Last week, I had the privilege of attending the regional Research Money Conference on Future Finance and Social Innovation. The topic at hand was ‘The Great Shift’ - a shift towards a number of up-and-coming movements including impact investing, crowdfunding, and social financing. As Amber Nystrom, Co-founder of Trinity Nexus, explained it, this Great Shift can also be seen as a ‘Triple Revolution’ -  an empowerment and engagement of women and millennials, coupled with a $60 trillion wealth transfer over the next 40 years to ignite a new ‘Golden Age of Impact.’ This is an undeniably significant statistic, and I hope you are as excited about it as I am.

I had three major takeaways from the conference that directly apply to CoPower and the future we are working towards:

1. The impact investing conversation

What does impact investing mean to you? What role does it play does it play in the lives of the average investor? How can we use it to catalyze change?

IMG_2337.JPGWith regards to the “impact investing conversation,” Jonathan Glencross of Purpose Capital opened with some profound remarks. In essence, he posed a simple question to challenge what has become more or less the status quo in Western capitalism: why solve problems at the end of life with the wealth you’ve accumulated (via philanthropic activities) when you can integrate profit and purpose to solve problems from the get-go? By integrating financial returns with social and environmental value and risk, a firm can truly deliver value to all of its stakeholders.

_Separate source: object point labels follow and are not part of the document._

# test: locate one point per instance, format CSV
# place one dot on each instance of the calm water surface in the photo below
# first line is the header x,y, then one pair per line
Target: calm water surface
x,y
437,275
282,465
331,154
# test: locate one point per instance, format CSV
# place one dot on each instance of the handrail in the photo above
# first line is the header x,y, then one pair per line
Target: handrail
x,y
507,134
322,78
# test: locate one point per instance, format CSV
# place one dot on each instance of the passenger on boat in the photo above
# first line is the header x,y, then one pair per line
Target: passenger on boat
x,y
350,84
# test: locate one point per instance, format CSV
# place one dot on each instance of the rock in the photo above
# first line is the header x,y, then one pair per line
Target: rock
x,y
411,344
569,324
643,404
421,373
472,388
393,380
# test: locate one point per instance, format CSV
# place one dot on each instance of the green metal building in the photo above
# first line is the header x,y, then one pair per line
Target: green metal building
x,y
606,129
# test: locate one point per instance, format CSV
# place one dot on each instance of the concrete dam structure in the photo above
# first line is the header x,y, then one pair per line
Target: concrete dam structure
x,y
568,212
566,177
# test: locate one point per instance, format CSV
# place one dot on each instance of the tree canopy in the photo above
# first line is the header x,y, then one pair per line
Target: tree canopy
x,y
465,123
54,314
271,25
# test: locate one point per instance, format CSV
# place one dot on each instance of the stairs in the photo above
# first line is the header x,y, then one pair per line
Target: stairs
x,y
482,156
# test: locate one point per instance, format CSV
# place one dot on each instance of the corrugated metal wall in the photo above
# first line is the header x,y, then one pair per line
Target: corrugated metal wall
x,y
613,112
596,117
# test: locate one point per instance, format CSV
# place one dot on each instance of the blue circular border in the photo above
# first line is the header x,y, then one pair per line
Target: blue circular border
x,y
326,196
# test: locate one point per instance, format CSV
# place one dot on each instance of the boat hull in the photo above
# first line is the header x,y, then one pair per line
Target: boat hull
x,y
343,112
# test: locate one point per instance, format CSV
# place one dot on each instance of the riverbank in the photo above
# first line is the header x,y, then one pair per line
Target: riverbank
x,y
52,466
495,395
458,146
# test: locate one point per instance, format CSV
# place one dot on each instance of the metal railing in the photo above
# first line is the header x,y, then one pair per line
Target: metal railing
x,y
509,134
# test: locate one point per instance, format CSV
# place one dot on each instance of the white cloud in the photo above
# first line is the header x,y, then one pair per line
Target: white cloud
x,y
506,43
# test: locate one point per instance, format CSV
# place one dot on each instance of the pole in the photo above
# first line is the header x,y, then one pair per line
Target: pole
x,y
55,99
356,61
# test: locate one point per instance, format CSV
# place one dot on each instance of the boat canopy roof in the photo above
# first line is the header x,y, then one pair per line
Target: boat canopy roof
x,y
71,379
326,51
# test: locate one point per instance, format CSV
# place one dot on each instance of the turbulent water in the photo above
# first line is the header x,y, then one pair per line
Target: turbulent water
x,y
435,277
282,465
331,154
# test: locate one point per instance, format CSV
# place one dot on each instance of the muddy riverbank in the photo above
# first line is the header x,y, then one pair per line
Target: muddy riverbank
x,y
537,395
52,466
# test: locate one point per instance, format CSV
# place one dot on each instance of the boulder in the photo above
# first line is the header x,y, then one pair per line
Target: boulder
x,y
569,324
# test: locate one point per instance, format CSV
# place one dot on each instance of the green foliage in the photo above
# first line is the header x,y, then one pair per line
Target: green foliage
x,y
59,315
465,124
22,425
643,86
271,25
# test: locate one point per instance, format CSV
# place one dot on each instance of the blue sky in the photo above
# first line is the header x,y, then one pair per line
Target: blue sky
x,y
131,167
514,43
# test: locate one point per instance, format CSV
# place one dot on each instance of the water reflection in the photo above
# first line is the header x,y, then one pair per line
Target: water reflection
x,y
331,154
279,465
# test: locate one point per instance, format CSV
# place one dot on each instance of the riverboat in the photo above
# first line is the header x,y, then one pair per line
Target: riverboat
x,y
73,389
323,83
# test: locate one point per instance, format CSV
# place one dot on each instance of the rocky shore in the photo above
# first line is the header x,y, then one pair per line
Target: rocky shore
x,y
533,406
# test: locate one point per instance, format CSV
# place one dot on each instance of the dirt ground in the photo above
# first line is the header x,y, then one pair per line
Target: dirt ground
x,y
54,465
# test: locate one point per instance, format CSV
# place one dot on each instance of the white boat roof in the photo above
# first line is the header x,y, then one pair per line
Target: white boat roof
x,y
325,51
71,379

Where the conversation perhaps becomes complicated is when we speak about a more robust public adoption of the concept that Mr. Glencross espouses. There seems to have been two approaches to this debate at the conference - preaching impact investing ideals outwards to the traditional investing community in order to “convert” them, and emphasizing value investing without strictly isolating impact investing as the only route. Holly Ruxin, CEO of Montcalm TCR, prefered the latter approach, which she believes to be more effective in building a new and more sustainable socio-economic model. Rather than continually differentiating the impact investing community and having an “us vs. them” mindset, which could further diverge responsible investing from the average investor, she seeks to alter the infrastructure of the system by going back to the fundamentals; making value, integrity, and engagement the highest priorities while investing.

2. Collaboration between change-makers

Why the concept of competing over market share should not apply in a conventional sense to the impact investing space.

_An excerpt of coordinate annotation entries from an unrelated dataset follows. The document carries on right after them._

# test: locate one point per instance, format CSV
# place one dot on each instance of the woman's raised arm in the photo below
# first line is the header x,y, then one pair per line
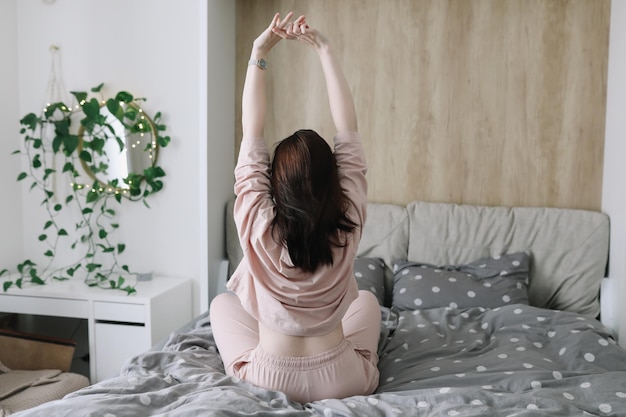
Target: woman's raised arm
x,y
339,95
253,98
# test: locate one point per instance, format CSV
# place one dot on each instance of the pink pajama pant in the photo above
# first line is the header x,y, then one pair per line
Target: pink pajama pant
x,y
346,370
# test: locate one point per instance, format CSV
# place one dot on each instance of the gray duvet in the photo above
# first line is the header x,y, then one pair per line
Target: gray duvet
x,y
511,361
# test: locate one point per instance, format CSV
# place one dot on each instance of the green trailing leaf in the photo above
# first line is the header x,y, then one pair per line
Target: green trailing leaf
x,y
92,196
56,143
80,96
47,173
116,110
91,108
163,141
30,121
124,97
85,156
36,162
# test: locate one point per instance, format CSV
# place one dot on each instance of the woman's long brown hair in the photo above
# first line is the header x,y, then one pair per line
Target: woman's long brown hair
x,y
311,207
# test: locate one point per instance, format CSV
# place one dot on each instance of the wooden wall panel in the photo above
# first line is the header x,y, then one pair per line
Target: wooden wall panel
x,y
495,102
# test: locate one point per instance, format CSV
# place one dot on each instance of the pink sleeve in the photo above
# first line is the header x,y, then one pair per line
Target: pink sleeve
x,y
254,207
352,169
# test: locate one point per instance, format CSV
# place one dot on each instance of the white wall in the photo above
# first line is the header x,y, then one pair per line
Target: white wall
x,y
10,201
156,50
614,188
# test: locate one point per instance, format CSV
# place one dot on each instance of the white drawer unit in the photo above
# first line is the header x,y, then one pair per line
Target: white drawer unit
x,y
120,326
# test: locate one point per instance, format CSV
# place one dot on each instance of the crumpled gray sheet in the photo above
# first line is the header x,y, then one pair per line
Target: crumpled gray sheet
x,y
512,361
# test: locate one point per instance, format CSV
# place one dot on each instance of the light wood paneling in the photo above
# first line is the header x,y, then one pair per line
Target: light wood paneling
x,y
494,102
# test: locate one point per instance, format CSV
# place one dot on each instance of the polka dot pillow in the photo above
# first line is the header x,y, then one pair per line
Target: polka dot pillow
x,y
489,283
370,276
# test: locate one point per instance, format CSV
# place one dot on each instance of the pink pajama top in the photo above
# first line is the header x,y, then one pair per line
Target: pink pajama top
x,y
271,289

On the topic of collaboration, an unsurprising consensus was seemingly reached between panelists. During the crowdfunding panel later in the morning, the importance of fintech innovation for improving access to capital was emphasized. By working together on that common goal, fintech companies can disrupt the Bay Street status quo and further democratize the investing/borrowing horizon. David Shore from OurCrowd thinks big banks are terrified of this revolution, since they could lose many millennial clients, who may well vote "vote with their feet" and move their assets elsewhere if they aren't provided interesting investing opportunities.

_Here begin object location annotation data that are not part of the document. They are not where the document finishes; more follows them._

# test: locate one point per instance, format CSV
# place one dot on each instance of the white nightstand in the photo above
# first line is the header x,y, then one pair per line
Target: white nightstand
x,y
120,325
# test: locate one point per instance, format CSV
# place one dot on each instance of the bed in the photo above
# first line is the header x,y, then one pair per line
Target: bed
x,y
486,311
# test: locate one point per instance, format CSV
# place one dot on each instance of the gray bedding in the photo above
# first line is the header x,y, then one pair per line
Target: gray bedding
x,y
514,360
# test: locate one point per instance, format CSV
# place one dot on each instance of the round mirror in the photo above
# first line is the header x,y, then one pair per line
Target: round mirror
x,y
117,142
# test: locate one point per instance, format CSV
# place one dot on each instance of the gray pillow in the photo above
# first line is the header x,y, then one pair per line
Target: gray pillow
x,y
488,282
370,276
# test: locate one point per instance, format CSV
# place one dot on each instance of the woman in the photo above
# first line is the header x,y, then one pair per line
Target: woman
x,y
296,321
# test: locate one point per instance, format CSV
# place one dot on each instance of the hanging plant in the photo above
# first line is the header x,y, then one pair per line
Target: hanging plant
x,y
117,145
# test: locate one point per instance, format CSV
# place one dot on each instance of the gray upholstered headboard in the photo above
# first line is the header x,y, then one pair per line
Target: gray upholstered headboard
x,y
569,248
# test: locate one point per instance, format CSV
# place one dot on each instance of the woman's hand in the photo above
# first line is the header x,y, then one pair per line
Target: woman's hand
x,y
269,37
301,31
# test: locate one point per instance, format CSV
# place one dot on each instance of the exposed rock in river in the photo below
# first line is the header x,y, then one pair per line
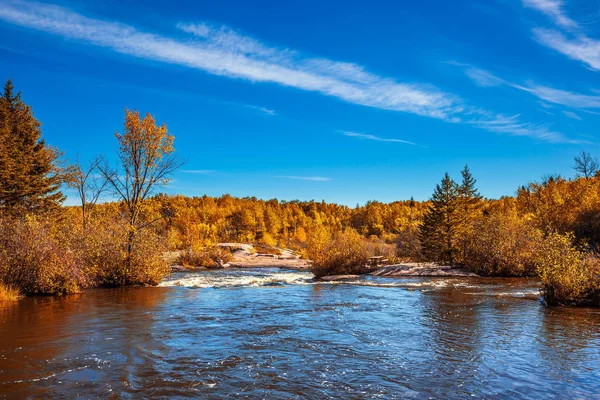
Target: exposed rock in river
x,y
333,278
421,269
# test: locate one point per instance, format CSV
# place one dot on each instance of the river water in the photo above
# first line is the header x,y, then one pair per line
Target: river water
x,y
269,333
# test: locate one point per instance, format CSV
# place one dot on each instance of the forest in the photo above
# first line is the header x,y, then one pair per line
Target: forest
x,y
549,229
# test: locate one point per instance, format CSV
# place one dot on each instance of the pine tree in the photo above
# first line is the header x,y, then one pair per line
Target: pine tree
x,y
29,176
469,201
438,230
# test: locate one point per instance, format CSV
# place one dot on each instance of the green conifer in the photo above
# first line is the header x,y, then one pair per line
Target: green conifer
x,y
29,176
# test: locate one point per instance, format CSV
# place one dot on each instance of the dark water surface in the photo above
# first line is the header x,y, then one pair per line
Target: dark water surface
x,y
273,334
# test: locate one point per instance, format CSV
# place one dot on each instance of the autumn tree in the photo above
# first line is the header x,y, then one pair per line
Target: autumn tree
x,y
586,165
30,177
438,230
88,184
146,163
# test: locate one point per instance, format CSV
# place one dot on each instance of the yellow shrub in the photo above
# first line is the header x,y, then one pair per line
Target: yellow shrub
x,y
8,293
502,244
346,253
210,257
568,275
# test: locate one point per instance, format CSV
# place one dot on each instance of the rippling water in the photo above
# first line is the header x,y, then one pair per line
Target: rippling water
x,y
276,334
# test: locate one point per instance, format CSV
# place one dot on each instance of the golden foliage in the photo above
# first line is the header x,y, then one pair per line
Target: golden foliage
x,y
9,293
210,257
569,276
346,253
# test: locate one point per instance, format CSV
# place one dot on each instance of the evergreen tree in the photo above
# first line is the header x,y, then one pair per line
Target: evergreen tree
x,y
439,228
469,201
29,176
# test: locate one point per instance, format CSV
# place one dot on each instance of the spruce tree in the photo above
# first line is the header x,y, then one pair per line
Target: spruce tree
x,y
469,201
29,176
439,228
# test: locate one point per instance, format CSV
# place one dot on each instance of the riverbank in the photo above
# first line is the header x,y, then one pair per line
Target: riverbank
x,y
246,256
422,269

These concepts certainly apply to CoPower, and our goal to democratize clean energy investing. Tim Nash, the Sustainable Economist, highlighted the collaboration between CoPower and ZooShare as a prime example of two companies in the same space working to ‘grow the pie’ as opposed to compete for marketshare. Our amazing director of Investments, Trish Nixon, reiterated this point in the session on building a global social finance marketplace. Mike Allen from Wealthsimple, an online portfolio management platform, also participated in the panel, and stressed the challenges of communicating the risk of an SRI portfolio to investors. While returns may be lower in the short run due to heightened volatility, empirical studies have shown that long term financial returns and social/environmental returns need not be concessionary. CoPower shares this challenge of communicating the risk of our green bonds to investors, and we are looking forward to working with Wealthsimple in the future to tackle this, as well as integration of an SRI debt product one day (we hope!).

3. Creating financial products that work for investors

By democratizing impact investing and buying into the Shift, we can use the capital markets as it was originally intended - to create value and improve our quality of life.

Finally, the creation of new financial products will propel the Great Shift forward. Holly Ruxin made another important point in her plenary, namely that sustainable investment products will allow people to re-establish trust in the system and those who run the economy at large. Similarly, by embracing technological change we can make improving people's lives a central goal of investing, along with advancing positive social change. Whether it be lowering the barriers to entry for investors, providing streamlined access to capital, or creating versatile SRI products, CoPower believes this is the future.